Davetsiz Misafir

Tatilde, Akdeniz kıyılarında çok güzel bir otele gitmiştik. Yolculuk yorucu olsa da vardığımız mekan bütün yorgunluğumuzu üzerimizden almıştı. Akdeniz’ in o güzelim havası, denizin o erişilmez kokusu, beni benden almış, başka diyarlara götürmüştü.

Çok mutluydum. Odaya yerleştikten sonra kendimi otel  yerleşkesinin içine attım. Çevremi tanımak için oradan oraya koşuşturuyordum. Nefes nefeseydim. Kalbim göğsümden çıkacakmış gibi atıyordu. Çevresi yeşillikler ve sarmaşıklar ile bezeli, önünde uçsuz bucaksız deniz manzarası olan kamelyanın altındaki koltuklara bırakıvermiştim yorgun bedenimi.
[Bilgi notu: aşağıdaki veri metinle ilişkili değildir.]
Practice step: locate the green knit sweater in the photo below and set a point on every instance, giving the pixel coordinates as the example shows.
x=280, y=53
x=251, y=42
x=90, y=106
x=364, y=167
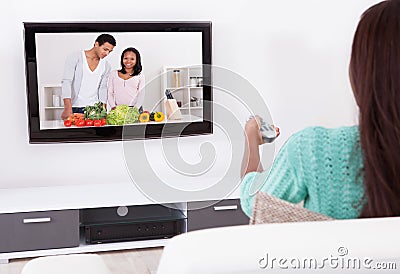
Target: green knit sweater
x=320, y=166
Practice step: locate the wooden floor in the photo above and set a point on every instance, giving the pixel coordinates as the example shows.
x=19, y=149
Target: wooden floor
x=137, y=261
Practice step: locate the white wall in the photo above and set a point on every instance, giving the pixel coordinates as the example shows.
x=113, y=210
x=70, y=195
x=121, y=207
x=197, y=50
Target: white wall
x=294, y=52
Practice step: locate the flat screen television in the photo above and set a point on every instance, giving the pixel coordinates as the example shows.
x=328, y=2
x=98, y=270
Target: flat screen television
x=175, y=57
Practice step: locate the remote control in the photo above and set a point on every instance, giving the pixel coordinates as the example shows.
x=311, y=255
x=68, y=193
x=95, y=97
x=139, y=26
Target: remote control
x=268, y=132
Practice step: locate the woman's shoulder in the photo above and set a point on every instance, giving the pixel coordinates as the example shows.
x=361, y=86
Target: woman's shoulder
x=114, y=73
x=319, y=131
x=311, y=136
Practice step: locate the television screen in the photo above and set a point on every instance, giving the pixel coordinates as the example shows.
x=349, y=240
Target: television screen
x=151, y=80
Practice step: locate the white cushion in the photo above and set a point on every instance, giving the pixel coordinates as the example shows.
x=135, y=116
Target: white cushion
x=67, y=264
x=243, y=249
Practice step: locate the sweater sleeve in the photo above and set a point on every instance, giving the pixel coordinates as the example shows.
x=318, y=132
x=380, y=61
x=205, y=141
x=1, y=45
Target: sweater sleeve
x=283, y=180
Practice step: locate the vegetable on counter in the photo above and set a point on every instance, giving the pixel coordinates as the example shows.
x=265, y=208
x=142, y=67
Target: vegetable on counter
x=123, y=114
x=95, y=112
x=158, y=116
x=144, y=117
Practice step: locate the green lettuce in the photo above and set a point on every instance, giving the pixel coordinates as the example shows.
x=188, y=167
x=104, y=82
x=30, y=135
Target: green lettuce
x=123, y=114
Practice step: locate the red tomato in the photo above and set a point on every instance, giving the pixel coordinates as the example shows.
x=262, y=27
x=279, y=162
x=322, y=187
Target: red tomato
x=88, y=122
x=67, y=123
x=97, y=123
x=80, y=123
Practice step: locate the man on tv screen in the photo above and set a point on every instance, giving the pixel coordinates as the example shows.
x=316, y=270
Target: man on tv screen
x=85, y=76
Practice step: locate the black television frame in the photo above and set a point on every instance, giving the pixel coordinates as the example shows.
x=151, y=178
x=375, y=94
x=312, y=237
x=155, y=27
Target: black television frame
x=115, y=133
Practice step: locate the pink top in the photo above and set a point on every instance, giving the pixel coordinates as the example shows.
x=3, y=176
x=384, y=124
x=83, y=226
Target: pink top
x=125, y=92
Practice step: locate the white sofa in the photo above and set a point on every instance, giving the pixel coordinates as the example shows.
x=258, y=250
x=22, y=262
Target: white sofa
x=248, y=249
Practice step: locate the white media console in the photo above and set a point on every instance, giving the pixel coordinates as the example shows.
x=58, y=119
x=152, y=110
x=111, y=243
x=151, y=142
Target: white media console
x=44, y=221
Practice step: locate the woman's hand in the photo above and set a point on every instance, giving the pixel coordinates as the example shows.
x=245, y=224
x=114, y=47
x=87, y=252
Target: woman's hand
x=252, y=131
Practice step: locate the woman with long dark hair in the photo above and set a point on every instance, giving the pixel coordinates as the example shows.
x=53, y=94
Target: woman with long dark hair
x=345, y=172
x=126, y=85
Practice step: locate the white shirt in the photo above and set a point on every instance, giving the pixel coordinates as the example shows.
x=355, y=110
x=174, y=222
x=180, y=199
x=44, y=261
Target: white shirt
x=89, y=90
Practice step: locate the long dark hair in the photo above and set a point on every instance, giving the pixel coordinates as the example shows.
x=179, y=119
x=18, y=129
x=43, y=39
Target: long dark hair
x=375, y=79
x=137, y=68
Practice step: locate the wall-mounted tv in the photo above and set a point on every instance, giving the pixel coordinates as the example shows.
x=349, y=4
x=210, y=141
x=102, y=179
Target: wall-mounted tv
x=175, y=59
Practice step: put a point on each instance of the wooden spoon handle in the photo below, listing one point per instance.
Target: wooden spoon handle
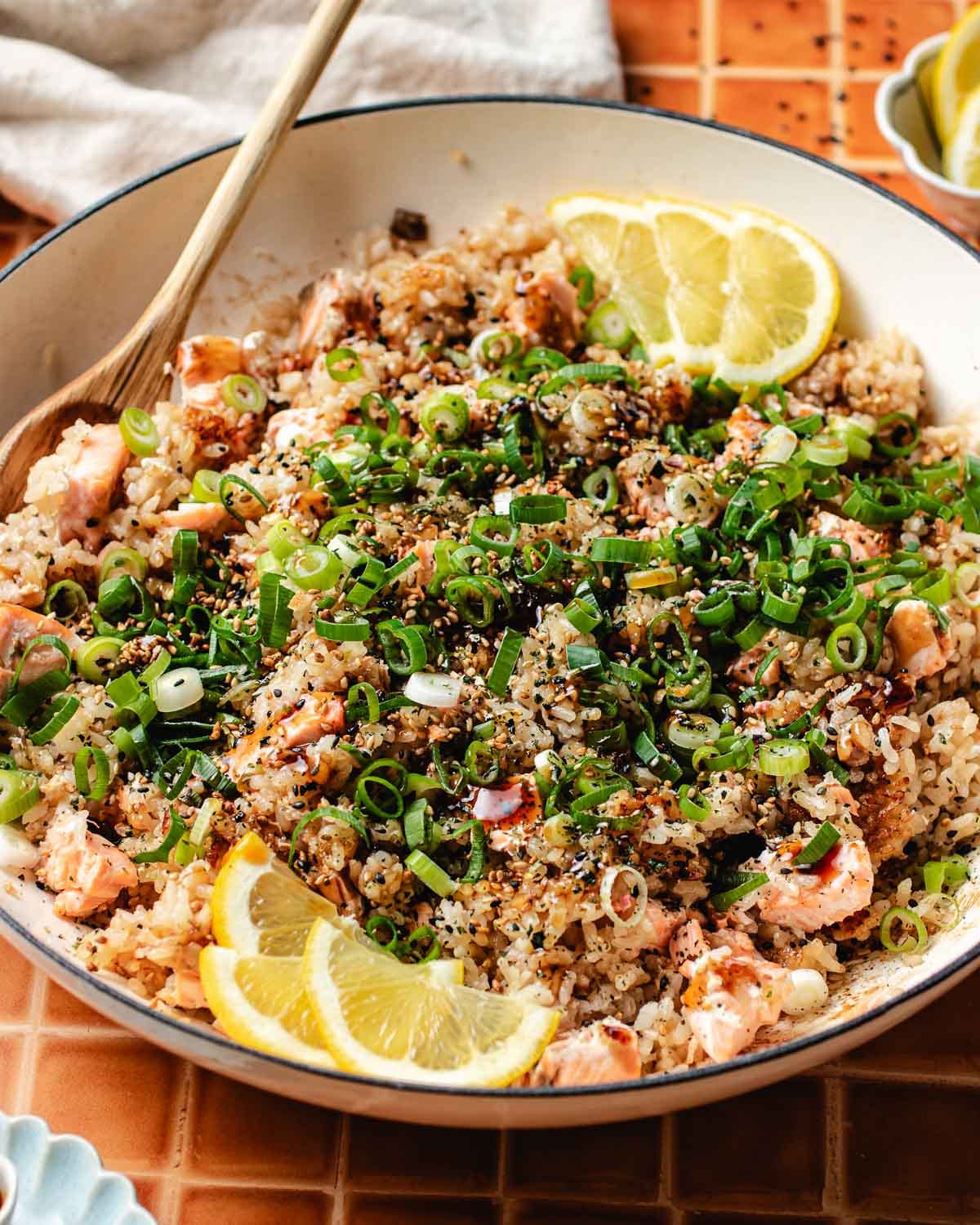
(252, 161)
Güzelim manzara karşısında içim geçmiş. yol yorgunluğu da eklenince biraz uykuya dalmışım. Denizim hafif dalga sesini duyar gibiyim. bu arada kulağıma hafif hışırtılar geliyor. O hışırtı içinde uyandım. Gözlerimi açtığımda karşımda sinmiş bir çift göz ile göz göze geldim. Bağırıp fırlamam bir oldu. Çok korkmuştum. Küçücük fare zıplayarak yeşillikler içinde kayboldu. Oraya her oturuşumuzda onun hışırtısını duyardık.

Anlayacağınız davetsiz olarak mekanımıza konuk olmuştu. Aslında kimin davetsiz misafir olduğu tartışılır. Kim kimin mekanına gelmişti? Biz mi yoksa o mu? Tatilin hayali, denizin o güzelim kokusu içinde bir başka diyardan buluşmak üzere, her şey gönlünüzce olsun.